青青稍有愕然,不由侧脸。
……她和燕玓白吗?
燕玓白好像也没料到他们会问这,难得凝顿转眸。
目光交汇,青青眼皮子没忍住跳跳,眼珠遽地往一旁挪。
少女那两扇被火光晕染地金棕的睫羽回避般快速扇动。
兴味目光缚在他们身上,愈加深重。
燕玓白眉心微动,垂眸:“我与阿青…”
“犹若至亲。
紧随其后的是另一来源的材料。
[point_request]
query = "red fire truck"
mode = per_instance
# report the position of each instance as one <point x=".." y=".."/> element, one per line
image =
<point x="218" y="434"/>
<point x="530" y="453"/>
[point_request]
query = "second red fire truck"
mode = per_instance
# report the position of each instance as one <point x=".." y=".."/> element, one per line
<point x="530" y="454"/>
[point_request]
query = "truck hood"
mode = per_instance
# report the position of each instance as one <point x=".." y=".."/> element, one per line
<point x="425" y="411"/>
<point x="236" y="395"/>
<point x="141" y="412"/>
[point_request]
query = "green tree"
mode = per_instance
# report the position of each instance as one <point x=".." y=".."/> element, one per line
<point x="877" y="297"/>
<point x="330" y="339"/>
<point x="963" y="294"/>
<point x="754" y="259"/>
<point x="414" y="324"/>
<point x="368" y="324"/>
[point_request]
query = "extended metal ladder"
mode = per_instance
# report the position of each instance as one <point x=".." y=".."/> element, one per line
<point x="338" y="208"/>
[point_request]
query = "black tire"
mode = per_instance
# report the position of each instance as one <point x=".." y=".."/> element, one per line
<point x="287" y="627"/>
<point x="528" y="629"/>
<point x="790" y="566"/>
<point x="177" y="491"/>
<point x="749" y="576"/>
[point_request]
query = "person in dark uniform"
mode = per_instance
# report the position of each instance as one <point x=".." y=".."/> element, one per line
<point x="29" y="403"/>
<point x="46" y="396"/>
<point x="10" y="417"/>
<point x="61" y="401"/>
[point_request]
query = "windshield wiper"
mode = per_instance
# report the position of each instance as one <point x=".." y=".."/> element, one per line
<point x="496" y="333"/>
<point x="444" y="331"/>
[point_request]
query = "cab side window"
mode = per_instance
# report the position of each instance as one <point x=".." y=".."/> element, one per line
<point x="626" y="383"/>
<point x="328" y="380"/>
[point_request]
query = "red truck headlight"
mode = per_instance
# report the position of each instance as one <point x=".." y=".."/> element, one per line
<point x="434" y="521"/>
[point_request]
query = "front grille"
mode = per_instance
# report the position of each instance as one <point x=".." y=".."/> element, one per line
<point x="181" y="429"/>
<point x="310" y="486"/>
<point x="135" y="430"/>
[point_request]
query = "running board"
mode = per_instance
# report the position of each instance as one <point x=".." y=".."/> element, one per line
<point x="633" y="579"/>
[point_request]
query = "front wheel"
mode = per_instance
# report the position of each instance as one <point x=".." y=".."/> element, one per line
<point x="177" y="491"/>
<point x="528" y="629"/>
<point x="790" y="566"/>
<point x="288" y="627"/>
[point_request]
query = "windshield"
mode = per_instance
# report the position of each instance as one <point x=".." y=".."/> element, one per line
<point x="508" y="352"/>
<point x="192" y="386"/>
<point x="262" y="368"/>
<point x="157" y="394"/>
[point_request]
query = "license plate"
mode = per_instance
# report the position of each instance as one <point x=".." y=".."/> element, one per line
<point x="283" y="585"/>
”
极为清晰的几个字。
青青心口扑朔一跳,突兀地更扭了扭脸,忽然不敢看身旁的少年。
这话从燕玓白嘴巴里出来,好——
好奇怪。
就算不是君臣,也得是个主仆什么的吧?他身份摆在那里,他那么矜骄。
少女诡异地缄口。
又不知缘由的,少男在这之后也闷了声。
这场面却把陆熹看得开怀了,他朗笑举杯:“关系匪浅,犹若至亲。此言甚妙!先生以为呢?”
张先生笑容深长,也不知把他们之间想到哪里去了,道:“是也相称。”
青青尴尬回敬。
这真切的生涩却哄得陆熹更舒心,心中戒备又下几成,招呼中添了几丝实意。
桌案上的米浆又上了新的一瓶。眼看着今日这鸿门宴便快蒙混过关,青青才要调整坐得发麻的腿,挽在耳后的发蓦然被一阵疾风拱散。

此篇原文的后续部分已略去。